Part of the challenge with the Steels is that it’s impossible to handle a ‘brown’ steel or iron part. Once you remove the binder, the part has no structural integrity. If you touch it, it will just crumble. The current operating hypothesis is that the graphite that’s added to the Al2O3 in the Steel Blend prevents the residual carbon in the debind stage from accumulating around the part. While both pure carbon and graphite are allotropes of the same element, they behave very differently chemically.
So, the reason Steel Blend lets you debind/sinter steel in a single step is that graphite. If you try to sinter Steel in just Al2O3, you will sometimes succeed, but other times you will get the same symptom as the copper alloys if you don’t swap the binder. They will either be black and crumbly, or only the outside layer will sinter.
Furthermore, the graphite adds lubricity to the ballast. This lets it yield to your part as it shrinks and densifies.
Sintering Carbon acts as an oxygen getter during the sintering process and prevents oxygen from reaching your print and oxidizing it. Apply a layer to the top of your packed crucible.
Print and Sinter Kits
Can the Sintering Powders be Reused?
Yes! They all can.
Refractory Ballasts will change color over time so should be refreshed after many cycles.

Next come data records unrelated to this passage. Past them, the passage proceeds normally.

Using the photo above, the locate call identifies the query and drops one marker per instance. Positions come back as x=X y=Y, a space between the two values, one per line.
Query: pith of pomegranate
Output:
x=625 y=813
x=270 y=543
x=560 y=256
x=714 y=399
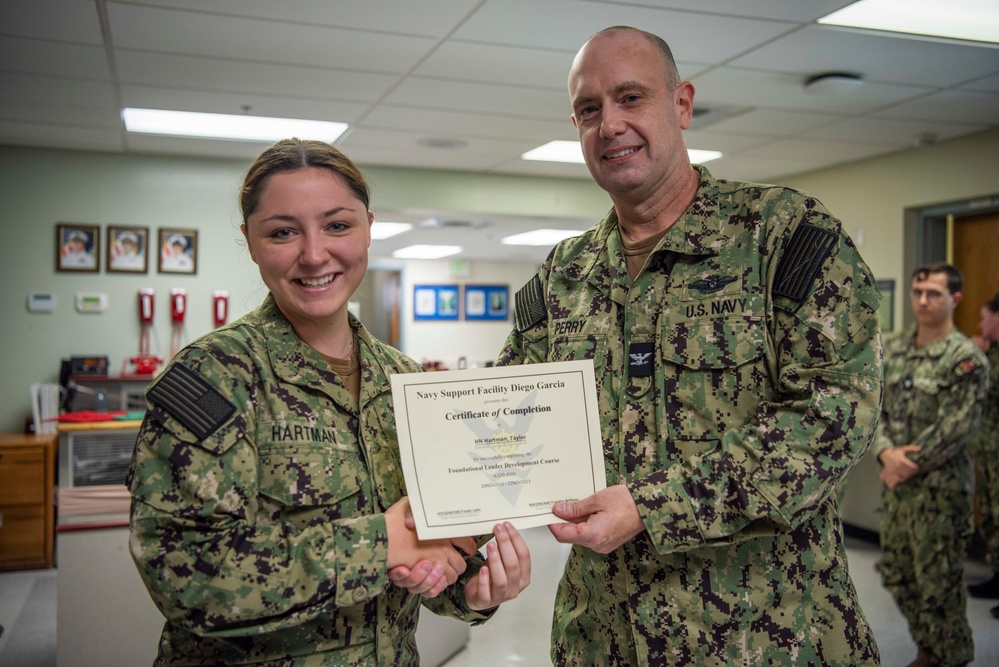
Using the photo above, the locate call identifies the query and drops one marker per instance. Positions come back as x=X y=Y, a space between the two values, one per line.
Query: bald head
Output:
x=670 y=72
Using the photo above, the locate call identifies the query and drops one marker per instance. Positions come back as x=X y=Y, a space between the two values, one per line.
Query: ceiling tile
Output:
x=444 y=123
x=503 y=22
x=952 y=105
x=429 y=18
x=887 y=132
x=64 y=20
x=463 y=96
x=195 y=73
x=195 y=33
x=35 y=56
x=779 y=10
x=55 y=90
x=57 y=136
x=875 y=56
x=487 y=63
x=774 y=90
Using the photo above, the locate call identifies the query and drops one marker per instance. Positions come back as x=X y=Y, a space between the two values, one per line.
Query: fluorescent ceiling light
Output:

The graphite in Steel Blend will slowly disappear. Either replenish the graphite or begin again with fresh Steel Blend.
Use fresh ballast when you want to reduce the variables in your process.
Any amount of Sintering Carbon that comes out of the sintering cycle fully black like it started can be filtered out and reused. The Sintering Carbon will eventually be used up – it is meant to be consumed.
Slow the rate of consumption by covering your crucible with Kiln Paper, a ceramic plate or other kind of lid. Be sure your cover does not create a seal – air must still be able to move around.
Can Alternative Powders be Used?
Yes. Source materials with the same properties as those listed above. Make sure they will not be affected by the temperatures you will be using.